Despite vowing to never believe another word that pompous lying sack of shit S.F. Chronicle movie reviewer Mick LaSalle says, these are desperate times, so I went to see “Dark Blue,” the Kurt Russell star vehicle about a violent L.A. cop. It didn't seem horrible, and LaSalle had said: “…while 'Dark Blue' may not be easy to watch, it's exceptionally well made. Unmistakably authentic — and all the more disturbing for that reason — it presents violence not with the usual movie-style theatricality but with the graphic abruptness of real life as captured on a surveillance video. Likewise, while many movies strive to imitate the gutter bonhomie of cops and crooks, the dialogue in this film's screenplay — written by David Ayer, from a story by James Ellroy — hits the ear as real.”
Maybe an Ellroy-penned script would have pulled this turd out of the sewer and into the gutter, but I doubt it. The movie's as about as authentic as the A-Team or Bonanza; actually, Hoss and Little Joe saving a little lady in a gingham dress from a one-eyed gambler in a black hat is MacBeth compared to this Hollywood schlock. Besides the decent job Russell does, the rest of the movie and actors are complete b-grade vomit. Don't see it, don't rent it, don't do anything but put LaSalle right at the top of your special list.
The only thing that made the movie even bearable was the fact that the couple in front of me ate half a chicken, a slab of spare ribs, a bag of candy corn, a giant snickers bar and a burrito; curiously, all items were carefully wrapped in tin foil. They had an entire picnic, plus several full-volume conversations about napkins and soda and chicken wings, during the movie, and I don't blame them.

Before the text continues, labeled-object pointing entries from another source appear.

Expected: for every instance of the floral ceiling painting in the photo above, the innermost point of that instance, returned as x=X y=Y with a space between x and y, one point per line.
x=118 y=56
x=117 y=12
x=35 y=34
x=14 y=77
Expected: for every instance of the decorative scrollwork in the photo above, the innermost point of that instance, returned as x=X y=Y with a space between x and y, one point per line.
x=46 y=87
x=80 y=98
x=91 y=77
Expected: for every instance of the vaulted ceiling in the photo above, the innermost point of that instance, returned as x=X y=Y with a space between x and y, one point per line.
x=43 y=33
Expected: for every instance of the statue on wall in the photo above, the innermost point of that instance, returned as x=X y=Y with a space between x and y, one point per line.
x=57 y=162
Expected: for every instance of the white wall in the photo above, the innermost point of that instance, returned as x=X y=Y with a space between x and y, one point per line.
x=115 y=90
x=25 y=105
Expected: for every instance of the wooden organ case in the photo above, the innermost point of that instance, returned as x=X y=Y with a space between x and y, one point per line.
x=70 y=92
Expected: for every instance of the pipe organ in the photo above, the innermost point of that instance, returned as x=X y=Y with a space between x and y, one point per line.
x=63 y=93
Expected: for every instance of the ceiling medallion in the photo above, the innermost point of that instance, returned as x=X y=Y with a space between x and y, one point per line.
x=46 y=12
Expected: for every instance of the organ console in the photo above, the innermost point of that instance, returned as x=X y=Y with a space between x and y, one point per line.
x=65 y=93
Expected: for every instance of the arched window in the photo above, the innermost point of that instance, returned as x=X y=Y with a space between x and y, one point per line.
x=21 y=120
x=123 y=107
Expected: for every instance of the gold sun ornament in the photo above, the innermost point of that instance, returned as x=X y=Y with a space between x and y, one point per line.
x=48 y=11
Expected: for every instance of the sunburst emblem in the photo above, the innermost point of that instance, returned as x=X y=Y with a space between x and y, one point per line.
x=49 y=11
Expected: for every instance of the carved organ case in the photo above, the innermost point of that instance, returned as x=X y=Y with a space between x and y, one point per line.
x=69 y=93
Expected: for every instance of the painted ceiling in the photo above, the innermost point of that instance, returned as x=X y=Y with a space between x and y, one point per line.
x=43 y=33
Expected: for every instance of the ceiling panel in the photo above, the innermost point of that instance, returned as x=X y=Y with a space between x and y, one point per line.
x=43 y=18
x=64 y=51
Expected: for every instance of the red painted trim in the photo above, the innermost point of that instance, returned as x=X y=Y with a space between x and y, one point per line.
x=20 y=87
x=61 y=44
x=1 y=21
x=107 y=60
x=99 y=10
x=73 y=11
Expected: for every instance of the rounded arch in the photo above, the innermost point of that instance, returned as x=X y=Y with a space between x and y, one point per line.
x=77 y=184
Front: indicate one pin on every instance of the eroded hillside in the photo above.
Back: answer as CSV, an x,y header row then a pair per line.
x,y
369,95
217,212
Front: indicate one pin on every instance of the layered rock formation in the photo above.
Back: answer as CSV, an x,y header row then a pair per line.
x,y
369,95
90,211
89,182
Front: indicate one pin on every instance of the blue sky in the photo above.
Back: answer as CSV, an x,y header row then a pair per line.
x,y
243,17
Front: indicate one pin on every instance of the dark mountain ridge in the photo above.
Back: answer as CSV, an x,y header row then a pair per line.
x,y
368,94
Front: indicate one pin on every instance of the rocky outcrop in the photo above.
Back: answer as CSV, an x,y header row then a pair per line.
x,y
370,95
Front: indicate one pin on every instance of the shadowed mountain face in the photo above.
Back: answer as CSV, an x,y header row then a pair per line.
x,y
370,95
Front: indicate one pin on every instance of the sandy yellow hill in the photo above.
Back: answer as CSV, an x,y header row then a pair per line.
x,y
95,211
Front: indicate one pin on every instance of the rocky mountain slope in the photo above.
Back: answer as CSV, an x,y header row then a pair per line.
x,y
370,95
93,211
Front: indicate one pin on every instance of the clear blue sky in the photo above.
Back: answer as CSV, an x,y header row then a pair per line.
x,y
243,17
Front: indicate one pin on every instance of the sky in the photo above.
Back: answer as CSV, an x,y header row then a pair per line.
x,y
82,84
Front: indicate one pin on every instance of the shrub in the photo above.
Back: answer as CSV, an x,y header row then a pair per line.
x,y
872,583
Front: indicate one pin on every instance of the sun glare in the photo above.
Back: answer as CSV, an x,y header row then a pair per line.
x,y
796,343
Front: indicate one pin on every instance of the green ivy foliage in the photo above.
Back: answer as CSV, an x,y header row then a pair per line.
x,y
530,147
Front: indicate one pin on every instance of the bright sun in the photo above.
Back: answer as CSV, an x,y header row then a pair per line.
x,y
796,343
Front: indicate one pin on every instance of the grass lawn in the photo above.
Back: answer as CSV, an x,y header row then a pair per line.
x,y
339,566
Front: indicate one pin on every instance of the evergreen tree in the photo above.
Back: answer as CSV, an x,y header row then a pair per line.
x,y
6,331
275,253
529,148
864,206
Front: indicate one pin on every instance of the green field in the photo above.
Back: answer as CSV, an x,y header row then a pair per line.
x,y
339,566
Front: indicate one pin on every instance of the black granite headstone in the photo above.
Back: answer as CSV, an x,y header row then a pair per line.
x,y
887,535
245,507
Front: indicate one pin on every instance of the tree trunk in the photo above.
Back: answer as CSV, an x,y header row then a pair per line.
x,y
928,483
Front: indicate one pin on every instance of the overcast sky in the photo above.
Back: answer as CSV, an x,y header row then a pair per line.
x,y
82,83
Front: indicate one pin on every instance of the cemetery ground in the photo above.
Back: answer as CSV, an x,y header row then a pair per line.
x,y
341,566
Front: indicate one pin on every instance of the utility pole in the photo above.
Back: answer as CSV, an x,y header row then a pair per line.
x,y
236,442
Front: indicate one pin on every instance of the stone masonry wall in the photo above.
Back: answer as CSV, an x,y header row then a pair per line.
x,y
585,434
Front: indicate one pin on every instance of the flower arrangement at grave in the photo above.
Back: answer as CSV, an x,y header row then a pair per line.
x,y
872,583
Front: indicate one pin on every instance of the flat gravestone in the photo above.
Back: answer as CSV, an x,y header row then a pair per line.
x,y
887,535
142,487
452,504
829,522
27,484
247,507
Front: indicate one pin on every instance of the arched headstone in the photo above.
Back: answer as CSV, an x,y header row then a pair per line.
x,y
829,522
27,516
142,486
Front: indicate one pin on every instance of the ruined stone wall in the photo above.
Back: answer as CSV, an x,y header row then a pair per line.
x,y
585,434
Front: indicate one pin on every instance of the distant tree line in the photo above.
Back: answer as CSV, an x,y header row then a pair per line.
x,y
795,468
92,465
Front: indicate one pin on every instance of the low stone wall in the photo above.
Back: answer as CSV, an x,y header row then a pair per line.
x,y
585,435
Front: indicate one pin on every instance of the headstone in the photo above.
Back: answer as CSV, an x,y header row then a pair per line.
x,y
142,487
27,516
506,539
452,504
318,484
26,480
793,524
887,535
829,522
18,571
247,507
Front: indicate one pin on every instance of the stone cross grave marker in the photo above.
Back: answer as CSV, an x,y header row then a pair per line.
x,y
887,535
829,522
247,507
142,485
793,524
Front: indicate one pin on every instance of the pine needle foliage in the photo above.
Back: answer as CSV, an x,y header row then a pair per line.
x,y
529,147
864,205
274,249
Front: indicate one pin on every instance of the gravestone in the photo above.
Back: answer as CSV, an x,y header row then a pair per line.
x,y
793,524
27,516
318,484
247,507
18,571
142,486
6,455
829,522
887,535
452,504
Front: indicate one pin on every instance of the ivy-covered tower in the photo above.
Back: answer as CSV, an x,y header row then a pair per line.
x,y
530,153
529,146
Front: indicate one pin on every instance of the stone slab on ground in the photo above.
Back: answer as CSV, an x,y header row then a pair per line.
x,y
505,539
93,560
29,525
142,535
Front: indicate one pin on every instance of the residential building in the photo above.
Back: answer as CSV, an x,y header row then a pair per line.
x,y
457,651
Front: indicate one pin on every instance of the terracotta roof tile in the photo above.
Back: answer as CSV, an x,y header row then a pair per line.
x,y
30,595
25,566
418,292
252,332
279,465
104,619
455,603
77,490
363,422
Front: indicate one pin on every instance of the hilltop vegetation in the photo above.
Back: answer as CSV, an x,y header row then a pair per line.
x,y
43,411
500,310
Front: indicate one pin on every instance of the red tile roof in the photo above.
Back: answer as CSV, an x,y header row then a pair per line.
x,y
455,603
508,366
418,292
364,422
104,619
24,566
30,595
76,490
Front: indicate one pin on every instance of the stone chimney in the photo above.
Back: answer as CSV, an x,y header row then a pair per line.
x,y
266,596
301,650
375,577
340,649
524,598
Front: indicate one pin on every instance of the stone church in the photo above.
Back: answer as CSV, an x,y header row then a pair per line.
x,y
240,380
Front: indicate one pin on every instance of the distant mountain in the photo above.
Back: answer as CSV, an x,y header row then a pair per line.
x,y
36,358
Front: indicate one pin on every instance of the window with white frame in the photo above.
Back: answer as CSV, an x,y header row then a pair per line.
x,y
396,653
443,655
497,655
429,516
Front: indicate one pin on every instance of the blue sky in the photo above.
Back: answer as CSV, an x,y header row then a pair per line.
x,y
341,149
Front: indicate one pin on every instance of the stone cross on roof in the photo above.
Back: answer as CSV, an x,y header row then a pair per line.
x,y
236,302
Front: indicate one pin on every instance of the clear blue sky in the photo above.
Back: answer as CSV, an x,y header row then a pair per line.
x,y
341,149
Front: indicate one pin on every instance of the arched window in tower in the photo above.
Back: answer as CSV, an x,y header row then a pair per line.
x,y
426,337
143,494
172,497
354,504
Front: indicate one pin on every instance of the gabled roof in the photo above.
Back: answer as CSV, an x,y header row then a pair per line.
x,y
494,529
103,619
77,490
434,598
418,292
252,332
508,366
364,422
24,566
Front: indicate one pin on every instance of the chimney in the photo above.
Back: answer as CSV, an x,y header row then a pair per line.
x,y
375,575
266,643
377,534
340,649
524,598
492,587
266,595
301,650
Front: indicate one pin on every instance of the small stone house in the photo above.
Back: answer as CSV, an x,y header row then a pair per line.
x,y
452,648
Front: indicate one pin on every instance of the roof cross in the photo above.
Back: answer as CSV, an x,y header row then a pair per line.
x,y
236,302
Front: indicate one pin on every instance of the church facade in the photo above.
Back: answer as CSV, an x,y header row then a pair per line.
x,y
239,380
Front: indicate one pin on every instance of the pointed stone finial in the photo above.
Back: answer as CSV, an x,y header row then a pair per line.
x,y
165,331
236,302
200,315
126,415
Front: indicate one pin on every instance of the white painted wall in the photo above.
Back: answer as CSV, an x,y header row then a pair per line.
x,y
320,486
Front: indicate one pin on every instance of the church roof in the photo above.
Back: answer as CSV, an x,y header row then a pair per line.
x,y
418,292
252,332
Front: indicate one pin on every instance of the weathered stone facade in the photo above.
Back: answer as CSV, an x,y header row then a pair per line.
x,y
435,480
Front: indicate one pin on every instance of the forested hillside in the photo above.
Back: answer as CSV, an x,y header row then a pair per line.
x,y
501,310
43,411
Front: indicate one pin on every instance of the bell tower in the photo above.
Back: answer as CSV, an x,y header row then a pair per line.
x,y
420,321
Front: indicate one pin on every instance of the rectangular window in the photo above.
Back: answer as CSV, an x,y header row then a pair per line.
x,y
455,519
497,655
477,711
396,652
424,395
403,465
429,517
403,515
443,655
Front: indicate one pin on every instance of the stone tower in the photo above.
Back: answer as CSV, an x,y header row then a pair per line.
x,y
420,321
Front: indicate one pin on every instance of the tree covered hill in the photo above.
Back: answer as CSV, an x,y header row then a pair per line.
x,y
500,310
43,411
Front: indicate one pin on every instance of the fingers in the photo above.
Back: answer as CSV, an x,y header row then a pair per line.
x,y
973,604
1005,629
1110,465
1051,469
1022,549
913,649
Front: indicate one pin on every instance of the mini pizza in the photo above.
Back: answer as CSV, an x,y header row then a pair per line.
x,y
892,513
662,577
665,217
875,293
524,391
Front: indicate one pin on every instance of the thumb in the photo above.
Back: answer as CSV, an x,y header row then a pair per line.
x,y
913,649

Son of Over-Rated: I was looking forward to “A Mighty Wind” as much as anyone in the solar system. “This Is Spinal Tap” has had a seminal effect on my adolescent mind. I have Spinal Tap paraphernalia, I've seen them in concert, and I've memorized entire scenes not due to malignant obsession but from a sweet, chaste love. But after kindred mockumentaries “Waiting For Guffman” and “Best In Show,” the flower is losing its intoxicating stink. “A Mighty Wind” entertains but also disappoints. Eugene Levy's drug-addled musician act is annoying after the first 60 seconds; suffering through it the whole movie and I wanted to send him to that special place reserved for Mick LaSalle and the official who made that bogus pass interference call on Ronnie Lott in the 1983 NFC Championship Game against the Redskins. Another big problem with “Wind” is that the big three — Christopher Guest, Michael McKean and Harry Shearer — play insultingly small parts. Perhaps Guest as director and writer likes to share the limelight, a noble idea in this depraved and egotistical age. But when the money's on the line, I want to see the big boys at the plate, not rubbing grass stains from some rookie's jockstrap.
Pull back on the Hunter S. Thompson stuff, it’s not working.